After enduring one of the coldest Decembers in two decades, Minnesotans unwrapped a winter warm-up Christmas morning.

Although snow is expected to keep falling through the afternoon hours, dropping 2 to 3 new inches, temperatures will rise into the 20s after bottoming out at 13 below in the Twin Cities on Christmas Eve. By Saturday, some of the snow and ice could start melting away as the mercury climbs to 32 degrees.

“I’ve been here 15 years and I’ve never seen a December this cold,” National Weather Service meteorologist Tony Zaleski said Tuesday from his Chanhassen office.

Wednesday’s warmer temperatures are “almost going to feel like a spring break,” he added.

In fact, Christmas Day will feel a lot like last year’s St. Patrick’s Day — but with snow.

Sidewalks, driveways and car windows will need a good scraping before the trek to friends’ and relatives’ places on Christmas morning, but skies and roadways should clear up in time for evening travelers, Zaleski said.

The city of Plymouth issued a snow emergency at 10 p.m. Tuesday.

That light snowfall is well-deserved; the metro area is 6.4 inches below normal for the season so far.

Other than a trace of snow Thursday, no significant snowfall is predicted again for the metro area until New Year’s Eve.

It’s too early to tell, Zaleski said, how much snow will fall on the last day of 2013, but it’s expected to come during the daytime before most New Year’s celebrations.
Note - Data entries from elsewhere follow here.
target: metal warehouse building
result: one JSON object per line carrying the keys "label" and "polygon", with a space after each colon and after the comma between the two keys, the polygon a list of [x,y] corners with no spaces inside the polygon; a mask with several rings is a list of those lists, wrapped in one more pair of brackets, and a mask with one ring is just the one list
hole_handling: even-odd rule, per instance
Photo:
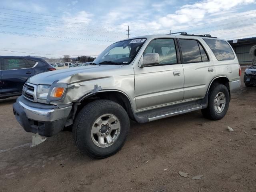
{"label": "metal warehouse building", "polygon": [[[240,65],[251,65],[252,56],[249,52],[252,46],[256,45],[256,37],[228,41],[235,51]],[[253,52],[254,54],[255,52]]]}

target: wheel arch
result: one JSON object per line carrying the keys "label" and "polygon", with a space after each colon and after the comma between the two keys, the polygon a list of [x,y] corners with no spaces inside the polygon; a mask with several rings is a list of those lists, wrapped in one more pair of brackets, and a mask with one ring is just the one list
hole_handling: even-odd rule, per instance
{"label": "wheel arch", "polygon": [[81,97],[74,106],[73,119],[85,105],[92,101],[106,99],[116,102],[124,108],[129,117],[134,120],[132,102],[129,96],[122,91],[116,90],[102,90],[96,93],[90,93]]}
{"label": "wheel arch", "polygon": [[210,84],[209,84],[208,88],[207,88],[207,91],[206,92],[206,95],[208,94],[210,89],[211,88],[212,85],[213,85],[215,83],[219,83],[220,84],[222,84],[225,85],[226,87],[227,87],[227,88],[228,88],[228,93],[229,94],[229,100],[230,101],[231,99],[231,93],[230,89],[229,88],[229,80],[228,80],[228,78],[226,76],[219,76],[218,77],[216,77],[212,80]]}

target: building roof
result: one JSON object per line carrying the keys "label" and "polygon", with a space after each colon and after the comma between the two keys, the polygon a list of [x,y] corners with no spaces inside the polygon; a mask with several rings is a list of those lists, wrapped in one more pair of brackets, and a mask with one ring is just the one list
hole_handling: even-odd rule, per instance
{"label": "building roof", "polygon": [[[234,40],[237,40],[237,42],[234,42]],[[237,46],[241,45],[256,44],[256,37],[244,38],[234,40],[229,40],[228,42],[232,46]],[[236,41],[235,41],[235,42]]]}

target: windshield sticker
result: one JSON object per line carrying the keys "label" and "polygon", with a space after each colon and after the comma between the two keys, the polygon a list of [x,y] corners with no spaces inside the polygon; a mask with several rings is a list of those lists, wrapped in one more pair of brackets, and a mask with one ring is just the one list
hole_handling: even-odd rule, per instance
{"label": "windshield sticker", "polygon": [[133,39],[130,43],[143,43],[146,40],[146,39]]}

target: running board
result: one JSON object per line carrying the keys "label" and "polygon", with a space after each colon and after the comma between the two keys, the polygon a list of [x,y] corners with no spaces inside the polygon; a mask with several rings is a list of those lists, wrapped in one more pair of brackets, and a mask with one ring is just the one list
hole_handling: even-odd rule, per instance
{"label": "running board", "polygon": [[137,114],[135,118],[140,123],[144,123],[196,111],[202,108],[196,102],[169,106]]}

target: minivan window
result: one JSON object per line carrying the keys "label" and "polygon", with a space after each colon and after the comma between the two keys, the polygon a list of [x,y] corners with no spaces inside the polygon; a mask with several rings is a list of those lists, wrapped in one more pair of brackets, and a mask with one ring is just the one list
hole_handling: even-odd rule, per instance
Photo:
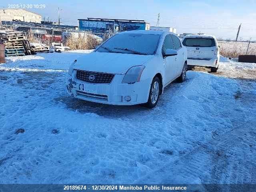
{"label": "minivan window", "polygon": [[178,50],[180,49],[181,47],[181,45],[180,45],[180,41],[179,38],[173,35],[172,35],[172,40],[173,40],[175,50]]}
{"label": "minivan window", "polygon": [[160,38],[159,34],[117,34],[100,46],[96,52],[154,55]]}
{"label": "minivan window", "polygon": [[211,47],[216,46],[214,39],[210,38],[185,38],[182,44],[187,47]]}
{"label": "minivan window", "polygon": [[165,37],[163,46],[162,48],[162,53],[163,55],[167,49],[174,49],[172,40],[170,35],[167,35]]}

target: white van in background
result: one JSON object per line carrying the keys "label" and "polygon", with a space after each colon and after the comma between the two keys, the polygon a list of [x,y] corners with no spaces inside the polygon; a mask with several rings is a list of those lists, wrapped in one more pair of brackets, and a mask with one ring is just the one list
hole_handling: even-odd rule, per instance
{"label": "white van in background", "polygon": [[188,66],[211,68],[216,72],[219,66],[220,51],[216,38],[208,35],[188,35],[182,40],[188,50]]}

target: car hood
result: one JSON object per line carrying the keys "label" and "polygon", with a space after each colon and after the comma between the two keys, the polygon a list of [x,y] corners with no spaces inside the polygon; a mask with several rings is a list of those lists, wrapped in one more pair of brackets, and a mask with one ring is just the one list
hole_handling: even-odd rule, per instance
{"label": "car hood", "polygon": [[133,66],[143,65],[153,55],[92,52],[78,58],[74,69],[124,74]]}

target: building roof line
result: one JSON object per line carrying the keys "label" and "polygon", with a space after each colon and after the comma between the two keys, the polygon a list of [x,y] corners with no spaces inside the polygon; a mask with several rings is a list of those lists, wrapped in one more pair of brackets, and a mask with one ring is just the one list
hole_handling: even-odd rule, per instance
{"label": "building roof line", "polygon": [[[42,17],[42,15],[40,15],[40,14],[39,14],[38,13],[35,13],[34,12],[32,12],[32,11],[28,11],[28,10],[26,10],[25,9],[4,9],[4,10],[24,10],[24,11],[27,11],[28,12],[30,12],[30,13],[34,13],[34,14],[36,14],[37,15],[38,15],[40,16],[41,16]],[[4,9],[0,9],[0,10],[4,10]]]}

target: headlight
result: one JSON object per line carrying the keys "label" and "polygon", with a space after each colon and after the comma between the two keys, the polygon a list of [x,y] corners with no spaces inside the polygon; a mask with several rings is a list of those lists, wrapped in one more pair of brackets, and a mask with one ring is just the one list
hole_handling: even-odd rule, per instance
{"label": "headlight", "polygon": [[134,83],[140,81],[141,74],[145,66],[134,66],[131,67],[125,74],[123,83]]}
{"label": "headlight", "polygon": [[74,62],[71,64],[70,67],[69,67],[69,69],[68,70],[68,73],[70,75],[72,75],[72,73],[73,72],[73,66],[74,64],[76,62],[76,60],[74,61]]}

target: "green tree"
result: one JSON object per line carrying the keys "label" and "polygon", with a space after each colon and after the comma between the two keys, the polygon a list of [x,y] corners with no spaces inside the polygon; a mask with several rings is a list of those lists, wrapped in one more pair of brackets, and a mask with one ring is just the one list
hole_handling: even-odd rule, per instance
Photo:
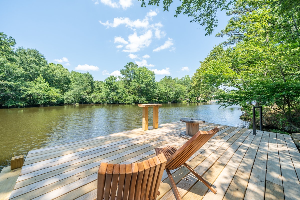
{"label": "green tree", "polygon": [[128,94],[121,82],[117,80],[118,79],[117,76],[110,76],[105,79],[103,92],[107,103],[126,103]]}
{"label": "green tree", "polygon": [[16,53],[12,47],[16,43],[16,41],[11,36],[9,37],[3,32],[0,32],[0,56],[6,58],[10,62],[15,61]]}
{"label": "green tree", "polygon": [[125,103],[145,103],[151,100],[155,86],[154,73],[132,62],[128,63],[124,68],[120,70],[122,76],[119,78],[128,94]]}
{"label": "green tree", "polygon": [[235,46],[225,50],[215,47],[195,77],[203,87],[230,88],[218,95],[225,105],[240,105],[249,110],[255,101],[280,114],[296,130],[300,116],[300,5],[294,1],[290,6],[286,2],[237,1],[229,13],[233,16],[217,35],[229,36],[224,44]]}
{"label": "green tree", "polygon": [[19,47],[16,51],[18,64],[22,67],[26,81],[32,81],[42,74],[43,69],[47,66],[44,55],[36,49]]}
{"label": "green tree", "polygon": [[58,90],[50,87],[49,83],[40,75],[28,83],[29,87],[23,97],[31,105],[51,106],[62,102],[62,96]]}
{"label": "green tree", "polygon": [[88,72],[83,74],[71,72],[70,89],[64,96],[64,102],[67,104],[89,103],[89,96],[92,93],[94,78]]}
{"label": "green tree", "polygon": [[[141,6],[146,7],[147,1],[139,0],[142,2]],[[218,25],[218,12],[227,10],[229,6],[235,1],[235,0],[190,0],[183,1],[181,5],[178,6],[175,10],[174,16],[177,17],[182,13],[194,18],[191,22],[196,22],[202,25],[206,26],[205,28],[206,35],[212,33],[214,27]],[[164,0],[163,3],[164,11],[169,11],[172,0]],[[148,0],[148,4],[159,6],[160,2],[158,0]]]}
{"label": "green tree", "polygon": [[182,102],[186,93],[184,87],[179,83],[178,78],[166,76],[158,84],[158,100],[163,103]]}
{"label": "green tree", "polygon": [[20,107],[27,105],[22,97],[25,88],[22,67],[0,55],[0,106]]}
{"label": "green tree", "polygon": [[49,63],[43,69],[42,74],[50,86],[59,89],[62,94],[69,90],[70,73],[60,64]]}

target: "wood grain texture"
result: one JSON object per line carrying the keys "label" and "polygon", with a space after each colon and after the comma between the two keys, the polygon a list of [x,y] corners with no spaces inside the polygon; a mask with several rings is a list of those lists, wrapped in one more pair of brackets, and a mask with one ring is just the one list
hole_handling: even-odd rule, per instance
{"label": "wood grain texture", "polygon": [[[231,188],[237,186],[242,193],[245,192],[245,199],[298,199],[300,156],[289,136],[267,132],[263,134],[258,131],[254,136],[251,129],[209,122],[200,124],[199,130],[207,131],[216,127],[220,130],[188,158],[187,163],[212,184],[217,194],[208,190],[186,167],[182,166],[170,172],[184,199],[201,199],[203,196],[204,199],[209,200],[222,199],[229,196]],[[97,172],[100,163],[120,164],[124,168],[122,170],[126,174],[127,166],[131,166],[129,163],[153,157],[156,147],[169,145],[171,148],[179,149],[188,141],[180,136],[185,127],[185,123],[177,121],[160,124],[157,129],[149,127],[147,131],[140,128],[31,151],[16,182],[13,184],[16,185],[10,198],[95,199]],[[260,142],[256,138],[262,134]],[[253,148],[257,149],[256,155]],[[151,166],[155,163],[154,160],[151,162],[142,163],[144,167],[147,168],[148,165],[149,174],[153,170]],[[249,166],[245,164],[246,163]],[[274,168],[275,172],[271,169],[274,166],[279,167]],[[271,174],[268,175],[269,172]],[[276,178],[270,178],[273,175]],[[167,177],[166,173],[163,174],[158,199],[174,199]],[[7,181],[4,179],[0,181],[2,184],[0,190],[7,185]],[[278,180],[282,185],[272,182]],[[145,181],[142,180],[141,185],[146,184],[148,188],[149,186]],[[147,196],[142,193],[141,195]],[[282,195],[285,197],[282,198]],[[238,194],[237,196],[243,199],[242,195]]]}

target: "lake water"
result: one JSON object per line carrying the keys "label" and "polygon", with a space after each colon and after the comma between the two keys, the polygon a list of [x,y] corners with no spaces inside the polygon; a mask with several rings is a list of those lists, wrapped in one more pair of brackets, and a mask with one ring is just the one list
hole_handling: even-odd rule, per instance
{"label": "lake water", "polygon": [[[239,107],[212,103],[164,104],[158,123],[197,117],[206,122],[248,128]],[[0,109],[0,170],[14,156],[30,150],[142,127],[137,104],[80,105]],[[149,108],[149,125],[152,120]]]}

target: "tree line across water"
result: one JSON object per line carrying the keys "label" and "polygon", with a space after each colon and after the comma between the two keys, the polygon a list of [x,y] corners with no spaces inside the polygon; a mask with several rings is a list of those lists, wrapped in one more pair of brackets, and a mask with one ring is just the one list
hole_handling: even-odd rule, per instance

‘Arctic hammer’ back Sunday

What we’ve missed in snow this season, we’ve confronted in arctic temperatures, and this week’s respite won’t last long.

“Another arctic hammer comes down Sunday,” Zaleski said, adding that temps are expected to dip back down to 13 below zero in the metro.

That reading in Minneapolis on Christmas Eve made it the 11th-coldest Christmas Eve on record.

For perspective, though, imagine Christmas Eve 1872, when temperatures dropped to 31 below zero.

Tuesday’s bitter cold caused black ice to form on freeway ramps and bridges and led to scores of spinouts and crashes, especially as darkness fell and snowfall resumed in the evening hours.

The metro area will continue to see subzero temperatures before the end of 2013, adding to an already chilly month. The average temperature so far this month: 12.8 degrees.

On the other side of the globe, Zaleski said, Siberia — one of the coldest places in the world — is having a warmer winter than Minnesota this year.